Being in the community was eye opening. This new virus was changing the world. An astounding number of the population are requiring monthly transfusions. There are donation carts outside most work places for people to stop in and donate their blood. There were incentives for doing it, and repercussions for refusing.
Debbie lived in the quarantine zone, but was on a work release as many were able to do. She had earned her right to leave five days a week for work, while reporting in. She had an implant testing her blood levels to ensure she wasn’t using outside the clinic. For a while, it worked. We went and worked cleaning a government office building.
But after three months, she changed. She started acting off, her movements furtive, her conversations darker. She seemed scared, and urgent. I thought maybe she was being threatened in the quarantine zone. She started writing her crazed ramblings down, and one night I found a note in my pocket. “They’re not finished.”
The next day, she wasn’t at work. I didn’t see her again at work, or at the clinic. I wasn’t able to designate some of my donations to her directly anymore, either. I knew better than to ask around for her, though.

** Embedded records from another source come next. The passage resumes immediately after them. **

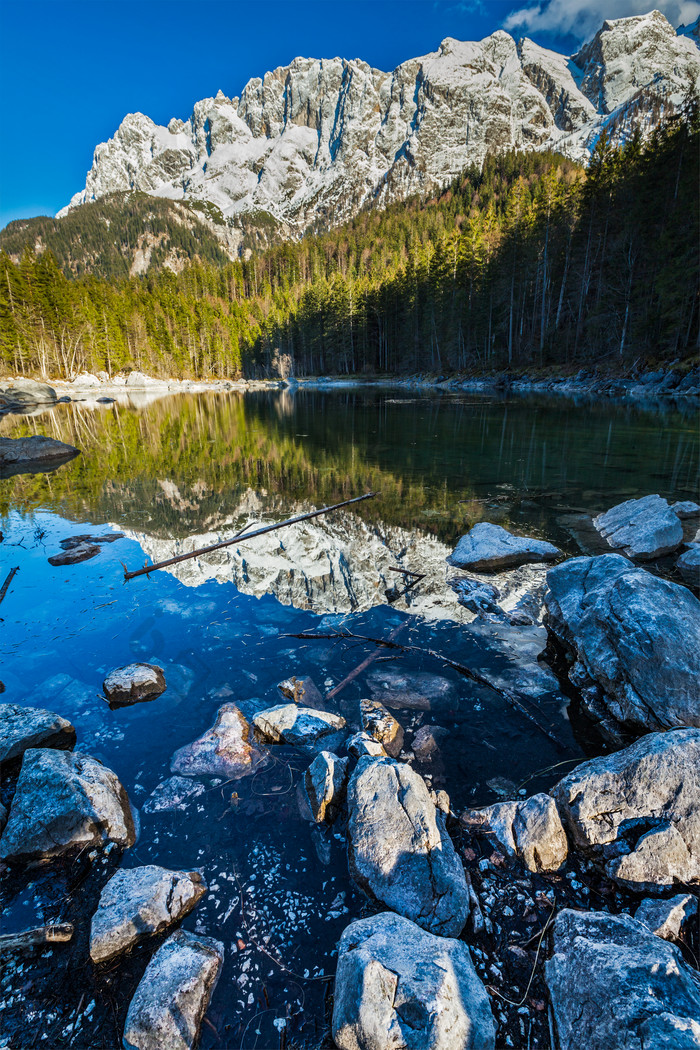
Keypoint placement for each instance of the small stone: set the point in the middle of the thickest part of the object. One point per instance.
(138, 903)
(325, 781)
(666, 918)
(381, 726)
(172, 998)
(22, 728)
(134, 684)
(225, 750)
(289, 723)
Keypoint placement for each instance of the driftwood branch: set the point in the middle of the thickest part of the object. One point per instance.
(462, 668)
(8, 580)
(245, 536)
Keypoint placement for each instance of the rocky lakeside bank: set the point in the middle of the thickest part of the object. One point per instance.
(528, 923)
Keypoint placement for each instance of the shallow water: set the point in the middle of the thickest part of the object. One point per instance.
(182, 471)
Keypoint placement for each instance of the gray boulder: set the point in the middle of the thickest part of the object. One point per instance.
(23, 728)
(398, 986)
(635, 639)
(399, 851)
(637, 812)
(529, 831)
(172, 999)
(289, 723)
(133, 684)
(615, 985)
(688, 565)
(20, 454)
(666, 918)
(417, 692)
(325, 781)
(225, 750)
(64, 801)
(642, 528)
(489, 548)
(138, 903)
(381, 726)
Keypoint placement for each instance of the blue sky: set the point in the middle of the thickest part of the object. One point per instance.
(71, 69)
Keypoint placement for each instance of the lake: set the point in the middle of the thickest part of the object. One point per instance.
(177, 473)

I noticed I was being followed and watched, but there was nothing I could do. I kept to myself, I changed jobs, I moved homes. I thought I was safe.
Three months later I saw Debbie again.
Something clattered in the night and I woke with a start. I jumped out of bed and grabbed my bat from beneath my bed. I saw a shadowed figure begin to approach from down the hall, but something stung me in the neck.
I awoke in a dark room. The first thing I noticed was the feeling of dampness, of cold. I saw a concrete ceiling. I tried to lift my head and arms but I was strapped down in every way. As my eyes adjusted and the grogginess left my head, I noticed an IV bag above my head, dripping into my arm. I couldn’t speak, so I tried to scream. A figure appeared in my peripheral vision and added something to my IV line, and the world went fuzzy again.
When I awoke for the second time, I wasn’t really awake. It felt like a dream. I was tied to a chair in what appeared to be a ballroom. My body felt warm and disassociated from my mind at the same time. I watched people walk by me and I smiled at them. Someone was talking about me to them, but the words were garbled nonsense. Then I saw her. I saw Debbie. She was dressed up and her hair was done, but her face was unrecognizable - she looked broken. A sunken husk of the girl I knew. She didn’t look at me, but it seemed pointed. Then I blacked out again.
When I awoke for the third time, Debbie was still there. She was talking to a man in front of me. They noticed my eyes were open. Debbie said, “I’m so sorry, I didn’t mean for them to find out.”
But they did. They found out I’m a universal donor. They found out my blood is gold, and they’re never going to let me go. I’ll be tapped like a sap tree. They inserted IV catheters into my jugular vein, and my femoral vein. They take bits at a time. They give me things. They control the infected with their drugs and keep us all at their whims. The problem is, blood isn’t enough after a time. They need your organs next. Your kidney, your liver. Skin grafts. Your bone marrow.
They take us. They take us from our homes, our jobs, the streets. They hit you with anesthetic and dissociative agents, then keep you on it while they drain you. Once the bag is full, they hang it and get their hit, but they get even higher with the drugs they gave you. You’re too high to move, you can’t feel pain or sadness. You’re tapped daily, sometimes a syringe at a time. Between sessions, you crave the sessions. To be free of pain and fear. They take and take, until you’re on the brink of death. They’ve taken a kidney, they’ve taken half my liver, my skin, my hair… They’re coming for my heart and my lungs next.